Şimdi, vahiy özünden ayrılalı yıllar olmuş bu hayatı, kupkuru dallara dönen bu yaşamı, yeniden özüne, suyuna kavuşturacak kişi (ya da kişiler), hangi sıfatlarla muttasıf olmalıdır? O, kaba cüsseli kitapların üzerine kapanmış bilgiç değil, kütüphaneleri mesken tutmuş okur değil, unvanını pekiştirecek tezi hazırlama çabasında biri değil, yazdığı kitapların ilmi ve akademik seviyesi ile iftihar eden kimse de değil..
O, Nebi ahlakıyla ‘vahyi eksiksiz olarak’ hayata taşıyan, ne seviyeye gelirse gelsin, daima kaynakla iletişim halinde olan, Hakk için halka hizmet etmeyi en büyük paye bilen kimsedir.

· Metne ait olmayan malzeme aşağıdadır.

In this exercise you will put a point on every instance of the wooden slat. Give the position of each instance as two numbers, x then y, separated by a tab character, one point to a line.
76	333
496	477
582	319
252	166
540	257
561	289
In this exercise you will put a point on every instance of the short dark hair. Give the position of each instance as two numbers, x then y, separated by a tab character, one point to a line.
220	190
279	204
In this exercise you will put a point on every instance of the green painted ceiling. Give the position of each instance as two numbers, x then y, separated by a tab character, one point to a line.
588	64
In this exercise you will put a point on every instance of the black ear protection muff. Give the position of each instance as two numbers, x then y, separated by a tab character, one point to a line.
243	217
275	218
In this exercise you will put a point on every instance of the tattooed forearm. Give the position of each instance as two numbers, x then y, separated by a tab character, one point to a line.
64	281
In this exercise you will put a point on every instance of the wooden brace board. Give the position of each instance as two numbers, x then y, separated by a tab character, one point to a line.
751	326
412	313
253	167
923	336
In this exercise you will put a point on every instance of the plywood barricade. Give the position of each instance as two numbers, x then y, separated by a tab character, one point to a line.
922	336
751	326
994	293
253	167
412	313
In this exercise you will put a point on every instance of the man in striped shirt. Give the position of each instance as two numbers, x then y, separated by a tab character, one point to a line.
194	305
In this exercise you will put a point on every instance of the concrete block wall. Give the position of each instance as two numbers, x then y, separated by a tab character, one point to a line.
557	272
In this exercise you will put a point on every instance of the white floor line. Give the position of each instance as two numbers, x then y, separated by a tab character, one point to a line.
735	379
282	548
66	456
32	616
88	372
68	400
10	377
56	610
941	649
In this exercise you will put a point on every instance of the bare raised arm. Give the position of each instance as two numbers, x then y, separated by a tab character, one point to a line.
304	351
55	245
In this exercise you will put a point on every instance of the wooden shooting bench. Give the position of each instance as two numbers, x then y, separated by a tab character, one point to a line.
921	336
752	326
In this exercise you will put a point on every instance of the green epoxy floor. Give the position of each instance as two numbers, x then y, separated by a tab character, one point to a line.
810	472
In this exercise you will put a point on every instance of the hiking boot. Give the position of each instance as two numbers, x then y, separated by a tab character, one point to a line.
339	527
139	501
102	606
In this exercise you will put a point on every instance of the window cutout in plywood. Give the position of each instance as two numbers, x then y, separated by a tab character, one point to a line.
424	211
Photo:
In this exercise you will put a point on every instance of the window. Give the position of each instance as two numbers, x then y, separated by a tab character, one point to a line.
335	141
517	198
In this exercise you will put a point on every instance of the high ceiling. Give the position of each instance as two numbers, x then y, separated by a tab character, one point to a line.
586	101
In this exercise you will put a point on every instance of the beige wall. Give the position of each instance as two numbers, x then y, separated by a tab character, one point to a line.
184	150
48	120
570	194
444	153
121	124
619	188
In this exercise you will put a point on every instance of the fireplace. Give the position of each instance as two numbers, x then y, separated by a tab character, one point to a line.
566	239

O, her şeyden önce, içinde bulunduğu toplumu tarihi ve şimdisi ile çok iyi analiz edebilmelidir. Toplumun yapısını, ihtiyaçlarını bilmelidir ki, vahyi hayata taşımak için en uygun projeyi üretebilsin. Zira Kur’an, paket bir program, fikrin ve fikir insanının gerekliliğini ortadan kaldıracak kadar, muhatabını tembelliğe sürükleyen hazır bir deva değildir. Yapı ve eğilimleri birbirlerinden çok farklı toplumlara direkt uygulanabilir nitelikte, her hastaya iyi gelecek bir ilaç da değildir. Reçete, iyi tahlil ve tesbit edilmelidir ki, söz konusu ilaç, doğasındaki şifayı muhataba sirayet ettirsin.
Vahiy, farklı eğilimlere sahip toplumları inceleyerek, kurtuluş ve helak sebeplerini sıralamıştır. Ancak hiçbir zaman, her topluma uygulanabilir, düşünmeye ve üretmeye gerek kalmaksızın elimizin altında hazır çözümler de öne sürmemiştir. Söz gelimi, büyük bir kısmı kıssalara ayrılan bu kitabın, her kıssasını, kıssada profili çizilen tüm şahısları ve rollerini nazarı hikmetle okuyabilecek bir düşünce gücü şarttır. Bu sebepledir ki, Kur’an mealini okuyup anlamak başka şey, O’nun hakikatte ne demek istediğini anlamaksa başka şeydir. Âlim, Kur’an’ın hayatı şekillendirecek işaretlerini anlayacak gücü, yine Kur’an’ın eğitim tezgâhından geçerek kazanmıştır. Sağlam bir inanç ve antrenmanlı bir zihin, Kitab gerçeklerini algılamada, O’ndan olması gerektiği gibi istifade etmede en temel azıklar olsa gerektir. Hayatı anlaşılır kılmak için, Kur’an’ın bünyesinde saklı bulunan çözüm önerilerini, vahiy gözlüğüyle hayata bakabilen bir âlimin değerlendirmeye tabi tutması ve birleştiriciliğini kullanarak en uygun olanlarını, hastalığını bildiği halka sunması icap etmektedir.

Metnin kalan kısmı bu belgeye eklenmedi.